Pilots err for many reasons, Lauber told me. “To say a pilot made a bad decision is not a reflection on that pilot, but a reflection on the overall design of the system that he is tasked with operating.”
The Prevention System
There’s a story about an airline captain who, having landed at the airport and parked the jet at the gate, announced to the departing passengers, “Welcome to your destination, ladies and gentlemen. The safest part of your journey has come to an end.”
Flying is so safe that we can appreciate the joke. From the very first plane crash in 1908, attention has been focused on finding out what went wrong and how to fix it.
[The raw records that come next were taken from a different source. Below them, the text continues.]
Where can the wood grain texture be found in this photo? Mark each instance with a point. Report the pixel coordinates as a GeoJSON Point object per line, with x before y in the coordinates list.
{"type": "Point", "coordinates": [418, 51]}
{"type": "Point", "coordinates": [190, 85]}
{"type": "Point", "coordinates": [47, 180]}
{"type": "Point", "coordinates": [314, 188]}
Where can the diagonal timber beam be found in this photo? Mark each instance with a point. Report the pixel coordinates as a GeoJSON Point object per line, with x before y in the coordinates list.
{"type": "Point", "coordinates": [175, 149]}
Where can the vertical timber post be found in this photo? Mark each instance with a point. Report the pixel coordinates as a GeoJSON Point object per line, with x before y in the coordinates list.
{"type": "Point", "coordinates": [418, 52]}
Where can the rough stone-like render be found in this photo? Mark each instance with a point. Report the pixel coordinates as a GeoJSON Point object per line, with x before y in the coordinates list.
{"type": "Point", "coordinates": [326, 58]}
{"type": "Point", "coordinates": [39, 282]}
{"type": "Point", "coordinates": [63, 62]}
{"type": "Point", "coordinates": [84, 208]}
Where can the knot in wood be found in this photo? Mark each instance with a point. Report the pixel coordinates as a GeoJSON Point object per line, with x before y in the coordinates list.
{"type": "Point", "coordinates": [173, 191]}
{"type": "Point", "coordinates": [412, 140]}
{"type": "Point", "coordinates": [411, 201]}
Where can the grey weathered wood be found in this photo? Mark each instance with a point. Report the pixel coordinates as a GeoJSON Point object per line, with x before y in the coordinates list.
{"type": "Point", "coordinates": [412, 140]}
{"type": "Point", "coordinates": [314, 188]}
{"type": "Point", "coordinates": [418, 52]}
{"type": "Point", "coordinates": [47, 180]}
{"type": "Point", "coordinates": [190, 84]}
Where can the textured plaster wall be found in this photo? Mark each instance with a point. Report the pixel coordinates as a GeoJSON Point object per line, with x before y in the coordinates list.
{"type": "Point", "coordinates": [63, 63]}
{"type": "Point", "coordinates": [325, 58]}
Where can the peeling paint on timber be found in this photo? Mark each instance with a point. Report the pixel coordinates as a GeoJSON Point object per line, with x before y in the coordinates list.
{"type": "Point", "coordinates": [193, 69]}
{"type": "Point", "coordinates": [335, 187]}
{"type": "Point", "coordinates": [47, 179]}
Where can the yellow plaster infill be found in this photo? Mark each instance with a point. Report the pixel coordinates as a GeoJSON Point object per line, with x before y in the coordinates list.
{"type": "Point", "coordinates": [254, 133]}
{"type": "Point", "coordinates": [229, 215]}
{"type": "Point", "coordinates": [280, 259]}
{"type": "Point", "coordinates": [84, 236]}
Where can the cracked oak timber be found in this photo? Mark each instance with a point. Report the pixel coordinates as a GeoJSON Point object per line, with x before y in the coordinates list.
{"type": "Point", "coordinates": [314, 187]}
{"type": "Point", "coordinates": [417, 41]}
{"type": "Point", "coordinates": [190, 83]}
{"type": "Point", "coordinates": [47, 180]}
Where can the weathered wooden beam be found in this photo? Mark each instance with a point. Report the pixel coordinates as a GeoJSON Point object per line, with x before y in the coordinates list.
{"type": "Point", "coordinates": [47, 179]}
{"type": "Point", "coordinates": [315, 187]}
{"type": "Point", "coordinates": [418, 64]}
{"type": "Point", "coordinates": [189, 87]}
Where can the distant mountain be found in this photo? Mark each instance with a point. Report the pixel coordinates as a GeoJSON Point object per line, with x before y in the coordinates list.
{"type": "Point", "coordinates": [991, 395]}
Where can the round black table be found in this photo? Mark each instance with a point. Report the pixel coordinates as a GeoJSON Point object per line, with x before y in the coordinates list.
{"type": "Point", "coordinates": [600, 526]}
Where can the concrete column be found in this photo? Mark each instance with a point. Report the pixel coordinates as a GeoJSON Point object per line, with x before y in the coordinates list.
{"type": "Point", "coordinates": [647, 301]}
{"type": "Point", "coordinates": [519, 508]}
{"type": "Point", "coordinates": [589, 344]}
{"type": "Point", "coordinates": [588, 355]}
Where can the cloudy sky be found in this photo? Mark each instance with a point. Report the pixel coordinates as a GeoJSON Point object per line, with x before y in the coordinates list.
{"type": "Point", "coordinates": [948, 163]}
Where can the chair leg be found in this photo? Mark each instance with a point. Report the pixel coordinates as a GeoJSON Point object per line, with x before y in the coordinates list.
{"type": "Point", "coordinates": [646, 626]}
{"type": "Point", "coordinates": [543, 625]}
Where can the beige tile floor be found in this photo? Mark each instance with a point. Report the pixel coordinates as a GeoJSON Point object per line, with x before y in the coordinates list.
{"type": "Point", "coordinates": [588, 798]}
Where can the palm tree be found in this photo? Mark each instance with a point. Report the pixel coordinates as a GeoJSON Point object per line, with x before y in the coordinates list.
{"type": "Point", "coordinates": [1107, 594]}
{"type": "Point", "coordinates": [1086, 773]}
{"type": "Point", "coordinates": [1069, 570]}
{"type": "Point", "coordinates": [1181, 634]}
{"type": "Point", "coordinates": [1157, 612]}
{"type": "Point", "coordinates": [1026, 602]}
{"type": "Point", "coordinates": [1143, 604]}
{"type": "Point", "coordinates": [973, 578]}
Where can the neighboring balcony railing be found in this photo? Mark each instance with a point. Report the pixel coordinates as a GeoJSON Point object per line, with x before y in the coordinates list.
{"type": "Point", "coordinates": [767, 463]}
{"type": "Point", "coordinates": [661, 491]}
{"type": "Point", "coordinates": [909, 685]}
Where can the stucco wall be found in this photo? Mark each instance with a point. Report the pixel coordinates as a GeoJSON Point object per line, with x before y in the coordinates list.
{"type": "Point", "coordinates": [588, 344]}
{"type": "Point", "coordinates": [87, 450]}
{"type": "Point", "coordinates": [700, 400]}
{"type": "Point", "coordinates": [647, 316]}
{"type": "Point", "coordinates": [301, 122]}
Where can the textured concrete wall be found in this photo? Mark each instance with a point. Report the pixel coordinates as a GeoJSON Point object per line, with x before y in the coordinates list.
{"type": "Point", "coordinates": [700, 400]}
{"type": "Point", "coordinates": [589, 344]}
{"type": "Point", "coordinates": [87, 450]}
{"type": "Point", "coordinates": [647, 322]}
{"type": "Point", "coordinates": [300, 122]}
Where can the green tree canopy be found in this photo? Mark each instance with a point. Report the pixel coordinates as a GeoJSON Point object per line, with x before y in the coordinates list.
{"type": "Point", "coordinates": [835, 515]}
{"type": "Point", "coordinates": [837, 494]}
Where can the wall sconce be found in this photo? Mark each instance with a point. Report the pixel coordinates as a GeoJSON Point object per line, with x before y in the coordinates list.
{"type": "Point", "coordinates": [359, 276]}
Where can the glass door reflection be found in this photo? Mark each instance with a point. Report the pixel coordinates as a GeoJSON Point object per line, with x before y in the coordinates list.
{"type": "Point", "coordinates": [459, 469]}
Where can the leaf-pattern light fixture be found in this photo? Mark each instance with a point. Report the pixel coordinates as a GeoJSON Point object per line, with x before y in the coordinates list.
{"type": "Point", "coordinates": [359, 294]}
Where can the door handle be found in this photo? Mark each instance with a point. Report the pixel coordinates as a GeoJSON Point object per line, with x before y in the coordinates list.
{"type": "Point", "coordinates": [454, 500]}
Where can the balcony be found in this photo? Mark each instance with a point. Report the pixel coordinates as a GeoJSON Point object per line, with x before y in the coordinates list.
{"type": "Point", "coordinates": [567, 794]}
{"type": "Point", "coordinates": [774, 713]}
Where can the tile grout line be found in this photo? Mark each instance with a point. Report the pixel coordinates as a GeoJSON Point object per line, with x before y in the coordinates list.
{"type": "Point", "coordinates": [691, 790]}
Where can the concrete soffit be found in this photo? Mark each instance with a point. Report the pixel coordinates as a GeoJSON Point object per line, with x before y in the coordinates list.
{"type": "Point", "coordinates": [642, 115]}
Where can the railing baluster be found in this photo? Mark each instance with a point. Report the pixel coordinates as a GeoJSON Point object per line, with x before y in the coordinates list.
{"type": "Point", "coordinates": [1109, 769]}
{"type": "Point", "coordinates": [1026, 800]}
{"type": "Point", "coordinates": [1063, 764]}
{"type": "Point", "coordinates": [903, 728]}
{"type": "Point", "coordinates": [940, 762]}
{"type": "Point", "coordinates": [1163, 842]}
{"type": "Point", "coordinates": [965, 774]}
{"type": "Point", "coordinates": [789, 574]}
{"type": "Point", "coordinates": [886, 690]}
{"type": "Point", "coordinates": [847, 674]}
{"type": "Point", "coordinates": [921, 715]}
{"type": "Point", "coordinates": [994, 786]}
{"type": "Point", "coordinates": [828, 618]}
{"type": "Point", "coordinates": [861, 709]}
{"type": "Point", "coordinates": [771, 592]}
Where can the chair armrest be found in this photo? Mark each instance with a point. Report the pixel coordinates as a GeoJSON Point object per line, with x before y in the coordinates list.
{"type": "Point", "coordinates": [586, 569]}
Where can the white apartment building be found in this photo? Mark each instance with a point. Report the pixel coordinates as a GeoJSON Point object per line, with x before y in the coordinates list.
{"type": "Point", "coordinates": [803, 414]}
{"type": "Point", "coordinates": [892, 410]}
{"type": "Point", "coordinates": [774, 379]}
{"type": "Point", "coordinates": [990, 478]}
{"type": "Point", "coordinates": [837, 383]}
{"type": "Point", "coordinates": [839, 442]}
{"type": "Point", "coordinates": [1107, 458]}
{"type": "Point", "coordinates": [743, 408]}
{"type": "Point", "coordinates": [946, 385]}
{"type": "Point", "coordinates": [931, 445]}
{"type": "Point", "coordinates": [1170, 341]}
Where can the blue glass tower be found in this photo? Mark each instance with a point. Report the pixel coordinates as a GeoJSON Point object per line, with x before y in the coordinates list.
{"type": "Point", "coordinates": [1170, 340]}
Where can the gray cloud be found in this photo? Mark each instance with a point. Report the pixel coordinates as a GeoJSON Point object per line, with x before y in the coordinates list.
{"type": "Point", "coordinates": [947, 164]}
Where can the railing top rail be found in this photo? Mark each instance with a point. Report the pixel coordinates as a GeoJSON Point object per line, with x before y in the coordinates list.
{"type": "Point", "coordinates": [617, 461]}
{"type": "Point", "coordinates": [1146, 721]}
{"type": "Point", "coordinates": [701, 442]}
For decades this meant modifying the airplane or engines, and sometimes both, as was the case with the Comet; or coming to grips with new technology, as with the Dreamliner. Dana Schulze had spent more than a decade as an air safety investigator when she started the two-year project to understand what happened on the 787. She told me it was rare to have a case where her team was concentrating solely on the machine. By the time the probe was finished, though, human errors had been discovered in quality control during the manufacturing of the battery cells and in the assumptions made by engineers during the certification of the airplane.